Si la prolongación del estalinismo, con la guerra fría, dio esperanzas estatales a los comunistas europeos, la aniquilación física de los Estados de Partido Único originó el vacío de poder que se rellenó, improvisadamente, con la estatalización de los partidos vergonzosamente eliminados por el fascio-nazismo. Los antiguos partidos liberales y socialistas se hicieron estatales no en función de sus ideologías políticas, sino para vivir como órganos del Estado, financiados por el Estado y con facultades de privilegio que no tienen los particulares. El Estado de Partidos se construyó con los materiales de derribo de los Estados Totalitarios.
La consecuencia fatal de aquella catastrófica improvisación, que trasladó el escenario de la lucha por la libertad política, y la competencia por el poder, desde el seno la sociedad civil al ámbito público del Estado, no ha sido la previsible y prevista corrupción de todos los partidos estatales, con el consiguiente aumento del gasto público improductivo y la depredación de los recursos naturales. Lo peor, lo imperdonable, es que se haya ocultado el tema de la libertad política tras la eficacia bambalinesca del Estado -como en las Dictaduras y Estados absolutos-, con la complicidad de unos medios de comunicación, fabricantes de opinión pública, que hacen creer en la servil ideología de que la única libertad política posible es la de los únicos agentes o actores del poder, es decir, la libertad de los partidos estatales.
La falta de libertad política, que se nota y se padece en la sociedad civil, fundamenta la estabilidad de la oligarquía de partidos estatales.

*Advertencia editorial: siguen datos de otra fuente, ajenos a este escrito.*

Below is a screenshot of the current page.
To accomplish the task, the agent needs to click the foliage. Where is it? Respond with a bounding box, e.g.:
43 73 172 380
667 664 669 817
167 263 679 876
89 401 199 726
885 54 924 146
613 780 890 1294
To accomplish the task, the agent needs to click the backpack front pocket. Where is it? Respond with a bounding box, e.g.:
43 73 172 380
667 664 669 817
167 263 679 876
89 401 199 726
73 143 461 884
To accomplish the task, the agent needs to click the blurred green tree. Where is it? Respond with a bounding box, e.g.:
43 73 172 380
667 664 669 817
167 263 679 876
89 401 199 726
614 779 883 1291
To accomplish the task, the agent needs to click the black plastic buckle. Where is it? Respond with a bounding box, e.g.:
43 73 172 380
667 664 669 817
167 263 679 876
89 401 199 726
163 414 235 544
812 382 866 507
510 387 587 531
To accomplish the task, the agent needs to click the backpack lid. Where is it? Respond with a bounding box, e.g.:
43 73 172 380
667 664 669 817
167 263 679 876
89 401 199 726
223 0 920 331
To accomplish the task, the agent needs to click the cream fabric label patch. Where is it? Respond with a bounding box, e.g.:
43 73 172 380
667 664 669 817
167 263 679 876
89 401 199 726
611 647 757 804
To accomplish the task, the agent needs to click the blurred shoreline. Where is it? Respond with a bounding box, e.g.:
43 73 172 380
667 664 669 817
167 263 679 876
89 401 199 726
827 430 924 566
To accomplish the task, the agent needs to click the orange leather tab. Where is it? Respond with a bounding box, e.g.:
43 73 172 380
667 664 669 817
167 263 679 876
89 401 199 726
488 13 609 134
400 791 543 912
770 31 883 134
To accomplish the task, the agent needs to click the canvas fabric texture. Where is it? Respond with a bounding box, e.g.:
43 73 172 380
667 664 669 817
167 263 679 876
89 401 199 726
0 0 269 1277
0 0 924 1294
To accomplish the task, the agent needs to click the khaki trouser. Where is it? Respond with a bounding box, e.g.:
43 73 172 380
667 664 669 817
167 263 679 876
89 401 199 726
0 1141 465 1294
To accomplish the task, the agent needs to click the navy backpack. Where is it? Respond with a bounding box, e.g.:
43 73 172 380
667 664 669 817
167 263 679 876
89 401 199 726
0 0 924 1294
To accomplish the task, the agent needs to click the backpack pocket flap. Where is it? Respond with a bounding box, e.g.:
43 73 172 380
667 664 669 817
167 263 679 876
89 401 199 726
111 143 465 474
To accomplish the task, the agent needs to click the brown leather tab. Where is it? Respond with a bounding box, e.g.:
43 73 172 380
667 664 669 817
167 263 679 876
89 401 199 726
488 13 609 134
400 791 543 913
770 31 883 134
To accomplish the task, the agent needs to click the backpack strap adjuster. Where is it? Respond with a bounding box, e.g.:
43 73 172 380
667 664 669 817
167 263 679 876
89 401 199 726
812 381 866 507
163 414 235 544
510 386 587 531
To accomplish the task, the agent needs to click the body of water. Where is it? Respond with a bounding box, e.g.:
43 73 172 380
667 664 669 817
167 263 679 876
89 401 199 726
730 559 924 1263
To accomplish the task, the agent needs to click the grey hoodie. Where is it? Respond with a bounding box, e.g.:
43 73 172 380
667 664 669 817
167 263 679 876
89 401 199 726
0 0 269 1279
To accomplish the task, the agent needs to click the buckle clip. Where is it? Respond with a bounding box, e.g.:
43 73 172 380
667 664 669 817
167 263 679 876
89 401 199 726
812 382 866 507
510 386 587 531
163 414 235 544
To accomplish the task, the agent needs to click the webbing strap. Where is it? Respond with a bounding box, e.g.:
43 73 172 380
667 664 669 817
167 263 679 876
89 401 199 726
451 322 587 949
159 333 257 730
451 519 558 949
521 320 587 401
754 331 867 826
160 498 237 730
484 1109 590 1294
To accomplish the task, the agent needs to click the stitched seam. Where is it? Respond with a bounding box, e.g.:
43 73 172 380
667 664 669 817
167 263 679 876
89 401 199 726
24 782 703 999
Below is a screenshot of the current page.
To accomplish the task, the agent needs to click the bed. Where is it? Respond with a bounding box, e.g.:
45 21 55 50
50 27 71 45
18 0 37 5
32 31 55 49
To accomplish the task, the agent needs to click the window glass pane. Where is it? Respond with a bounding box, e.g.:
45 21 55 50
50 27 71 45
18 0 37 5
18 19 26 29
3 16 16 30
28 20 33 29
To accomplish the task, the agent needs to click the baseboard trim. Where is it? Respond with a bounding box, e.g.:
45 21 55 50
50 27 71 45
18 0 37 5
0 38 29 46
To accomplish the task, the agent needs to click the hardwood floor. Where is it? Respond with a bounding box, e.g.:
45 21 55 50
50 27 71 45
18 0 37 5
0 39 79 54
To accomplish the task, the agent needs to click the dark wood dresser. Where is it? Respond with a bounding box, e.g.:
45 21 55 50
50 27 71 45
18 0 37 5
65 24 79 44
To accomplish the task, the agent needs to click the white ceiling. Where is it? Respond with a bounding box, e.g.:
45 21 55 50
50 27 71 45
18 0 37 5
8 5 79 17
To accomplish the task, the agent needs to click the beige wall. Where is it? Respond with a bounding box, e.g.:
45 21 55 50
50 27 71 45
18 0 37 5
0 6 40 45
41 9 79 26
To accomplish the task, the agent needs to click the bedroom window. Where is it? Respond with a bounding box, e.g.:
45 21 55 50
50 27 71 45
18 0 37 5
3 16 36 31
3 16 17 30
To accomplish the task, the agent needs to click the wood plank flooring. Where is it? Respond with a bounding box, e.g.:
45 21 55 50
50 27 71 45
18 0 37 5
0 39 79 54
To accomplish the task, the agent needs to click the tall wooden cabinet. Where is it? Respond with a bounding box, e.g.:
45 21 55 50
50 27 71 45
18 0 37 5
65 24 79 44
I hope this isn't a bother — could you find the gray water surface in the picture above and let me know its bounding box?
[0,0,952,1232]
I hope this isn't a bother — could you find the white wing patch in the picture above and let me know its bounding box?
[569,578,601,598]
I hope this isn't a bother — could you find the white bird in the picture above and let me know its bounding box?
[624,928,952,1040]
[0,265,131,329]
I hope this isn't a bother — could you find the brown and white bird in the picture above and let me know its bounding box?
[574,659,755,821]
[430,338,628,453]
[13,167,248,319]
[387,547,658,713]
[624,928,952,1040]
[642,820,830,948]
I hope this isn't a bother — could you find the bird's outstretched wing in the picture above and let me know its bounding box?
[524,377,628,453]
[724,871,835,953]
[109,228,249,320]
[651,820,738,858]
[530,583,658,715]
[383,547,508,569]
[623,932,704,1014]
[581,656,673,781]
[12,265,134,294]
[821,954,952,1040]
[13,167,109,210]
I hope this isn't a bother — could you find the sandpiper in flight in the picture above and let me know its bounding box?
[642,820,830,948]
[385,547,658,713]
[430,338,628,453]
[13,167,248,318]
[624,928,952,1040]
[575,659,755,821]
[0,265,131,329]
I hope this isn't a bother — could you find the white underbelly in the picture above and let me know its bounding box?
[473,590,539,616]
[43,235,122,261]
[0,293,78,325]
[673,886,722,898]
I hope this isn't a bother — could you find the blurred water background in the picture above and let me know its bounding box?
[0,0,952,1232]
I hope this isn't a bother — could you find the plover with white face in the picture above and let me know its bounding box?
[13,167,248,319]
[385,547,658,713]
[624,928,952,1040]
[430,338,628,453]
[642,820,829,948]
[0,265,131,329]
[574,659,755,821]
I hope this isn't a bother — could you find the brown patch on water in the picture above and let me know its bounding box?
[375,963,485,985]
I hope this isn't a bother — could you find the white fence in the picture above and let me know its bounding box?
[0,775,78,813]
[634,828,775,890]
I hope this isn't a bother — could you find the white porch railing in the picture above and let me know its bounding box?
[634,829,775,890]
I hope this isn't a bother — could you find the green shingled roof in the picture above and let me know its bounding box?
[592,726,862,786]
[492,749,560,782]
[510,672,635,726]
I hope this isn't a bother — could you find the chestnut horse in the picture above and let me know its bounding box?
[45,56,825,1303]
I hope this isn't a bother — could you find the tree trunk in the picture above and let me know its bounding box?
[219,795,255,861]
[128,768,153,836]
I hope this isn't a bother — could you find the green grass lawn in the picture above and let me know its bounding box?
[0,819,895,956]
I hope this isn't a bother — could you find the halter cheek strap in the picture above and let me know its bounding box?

El cambio de escenario, el retorno de los partidos al Estado, ha cambiado no tanto los factores que impulsan o determinan las transformaciones sociales, como los conceptos de estrategia y táctica en el combate por la libertad. Pues el enemigo directo de lo político y de la política ya no es el gran capital, ni los grandes medios de comunicación estatal. El enemigo primordial de la libertad política siempre será el partido estatal que esté instalado en el sector gubernamental del Estado.
Ha llegado el momento de conocer la naturaleza de nuestros principales adversarios, de abordar en la teoría de la forma de Estado, en la teoría de la República Constitucional, el análisis de los partidos estatales. Pues, salvo en algunas excepciones alemanas, los únicos agentes y actores actuales del poder político, los partidos estatales, siguen siendo tratados como si fueran los mismos partidos societarios de antaño. Los partidos del Estado de Partidos son unos perfectos desconocidos para la ciencia política.